Just Folks
by LINDA COPELAND, STAFF WRITER
3 years ago | 107 views | 0 0 comments | 4 4 recommendations | email to a friend | print
Margie Hicks of Gore has been a foster parent for 32 years.

Hicks has been a foster parent to 216 children. She has their names written in her Bible, which she keeps on a table beside her bed.

"There are 69 names in my old Bible and 147 names in my new Bible," Hicks said.

"I can tell you something about each one of them," Hicks said with a twinkle in her eye.

"My husband said when he came home from work he never knew how many children we would have," Hicks said.

"I treated everyone of the foster kids just like they were mine and sometimes it was hard to give them up," Hicks said.

"It has been a blessing. I wish I hadn't gotten too old to do it," Hicks said.

Hicks said she was born and raised about three miles east of Gore 82 years ago.

Hicks said her parents moved from Arkansas to Webbers Falls in the early 1920s.

"I remember mom and dad had a new Ford Model T. Mom drove her car and dad came in a boxcar because he brought his livestock. He bought a farm at Webbers Falls on the river and the year I was born they moved into the house east of Gore," Hicks said.

"That was during the depression and it was rough back then," Hick said. "There were nine of us kids."

Hicks said her father farmed and raised all of their food.

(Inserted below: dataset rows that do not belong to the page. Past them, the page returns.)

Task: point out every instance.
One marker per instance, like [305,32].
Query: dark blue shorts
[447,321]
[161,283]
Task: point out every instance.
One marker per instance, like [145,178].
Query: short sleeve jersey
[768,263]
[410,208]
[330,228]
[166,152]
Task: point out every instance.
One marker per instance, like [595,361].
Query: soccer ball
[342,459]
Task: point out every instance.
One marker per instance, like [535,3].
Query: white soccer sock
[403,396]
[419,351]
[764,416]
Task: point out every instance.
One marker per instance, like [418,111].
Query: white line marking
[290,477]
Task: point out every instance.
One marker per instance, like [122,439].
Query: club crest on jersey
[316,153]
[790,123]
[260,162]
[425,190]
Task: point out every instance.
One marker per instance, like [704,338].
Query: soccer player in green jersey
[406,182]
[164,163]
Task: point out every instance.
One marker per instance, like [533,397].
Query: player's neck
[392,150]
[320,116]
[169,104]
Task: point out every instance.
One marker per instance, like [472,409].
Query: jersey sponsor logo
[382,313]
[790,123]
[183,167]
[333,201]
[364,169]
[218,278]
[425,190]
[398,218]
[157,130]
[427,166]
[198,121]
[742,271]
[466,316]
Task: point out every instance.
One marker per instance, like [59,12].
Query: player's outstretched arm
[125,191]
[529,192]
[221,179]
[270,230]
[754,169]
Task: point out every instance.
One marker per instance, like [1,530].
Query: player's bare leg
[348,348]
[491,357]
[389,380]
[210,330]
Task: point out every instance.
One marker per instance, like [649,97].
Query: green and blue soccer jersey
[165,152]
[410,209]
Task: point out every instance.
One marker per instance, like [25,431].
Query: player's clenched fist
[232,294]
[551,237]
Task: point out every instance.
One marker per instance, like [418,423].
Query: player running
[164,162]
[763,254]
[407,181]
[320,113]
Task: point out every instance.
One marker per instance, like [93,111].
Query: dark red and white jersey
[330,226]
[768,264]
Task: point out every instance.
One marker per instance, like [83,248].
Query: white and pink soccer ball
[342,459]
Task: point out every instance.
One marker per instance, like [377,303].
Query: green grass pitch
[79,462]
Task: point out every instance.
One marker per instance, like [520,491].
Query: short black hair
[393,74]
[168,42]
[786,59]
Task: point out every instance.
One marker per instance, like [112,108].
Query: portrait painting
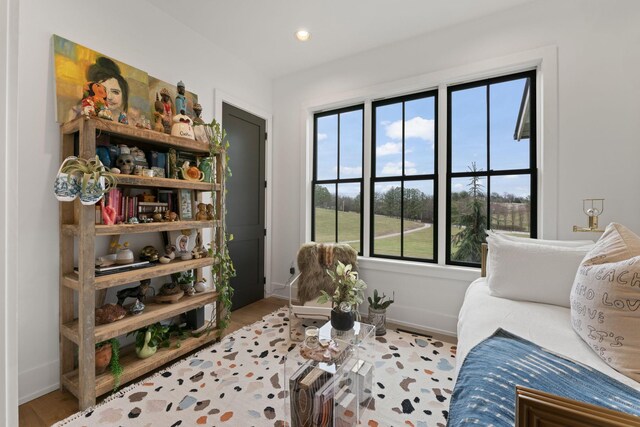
[157,87]
[127,88]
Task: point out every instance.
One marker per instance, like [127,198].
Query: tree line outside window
[490,176]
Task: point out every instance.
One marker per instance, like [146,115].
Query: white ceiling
[261,32]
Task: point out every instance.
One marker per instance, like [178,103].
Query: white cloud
[395,168]
[414,128]
[350,172]
[389,148]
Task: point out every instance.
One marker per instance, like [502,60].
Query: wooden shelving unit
[80,289]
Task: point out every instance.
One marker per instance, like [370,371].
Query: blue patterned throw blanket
[484,393]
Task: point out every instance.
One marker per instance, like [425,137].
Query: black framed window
[338,142]
[491,163]
[404,184]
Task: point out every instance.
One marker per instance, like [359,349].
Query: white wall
[140,35]
[598,123]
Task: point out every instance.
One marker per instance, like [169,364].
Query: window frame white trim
[544,60]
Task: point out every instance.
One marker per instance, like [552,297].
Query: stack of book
[318,395]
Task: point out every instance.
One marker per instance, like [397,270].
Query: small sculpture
[197,120]
[149,253]
[181,100]
[139,292]
[173,164]
[190,173]
[109,313]
[158,115]
[125,163]
[168,110]
[201,215]
[170,216]
[201,285]
[182,127]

"We had a long bench on each side of the table and a chair at each end of table," Hicks said. "We didn't have a lot of different stuff to eat but we had enough of what we had. We grew up eating a lot of potatoes."

Hicks said they never went to town very often. But she remembers going to Vian with her dad to sell cotton.

"I went to town with daddy to sell his cotton. He gave us a quarter apiece. We went around to a store on front street. I bought a baby doll for 10 cents and a yard and half of material. It was white with little pink rosebuds of it and my sister made me a new dress," Hicks said. "I was about seven years old.

"We didn't get many toys but what we got we took care of," Hicks said.

"We went to California in 1935 in a 1932 Chevrolet with all nine of us in that car," Hicks said.

"I remember going through the desert and everyone had those water bags hanging on their car," Hicks said.

"I remember daddy saying, "I wouldn't be surprised if they didn't charge for water someday," Hicks said with a laugh.

Hicks said her mom was a firm believer in being independent and taught every one of the kids to drive. "She started us out early, by the time we were 12," she said.

Hicks said she meet her husband, Harold, 26 years ago.

"I was working in Tulsa as an apartment manager and one of my foster girls, Jackie, had come to live with me," Hicks said.

"She was supposed to meet her boyfriend at a dance in Broken Arrow. She didn't want to wait by herself and asked me to go with her," Hicks said.

"I told her I would go and wait with her until he got off work," Hicks said.

"Harold's brothers wanted him to go and there I sat and there he sat," Hicks said. "He got up and asked Jackie to dance, but she was waiting on her boyfriend, so he asked me to dance and that was it."

Hicks said she still gets hugs and visits from her foster kids.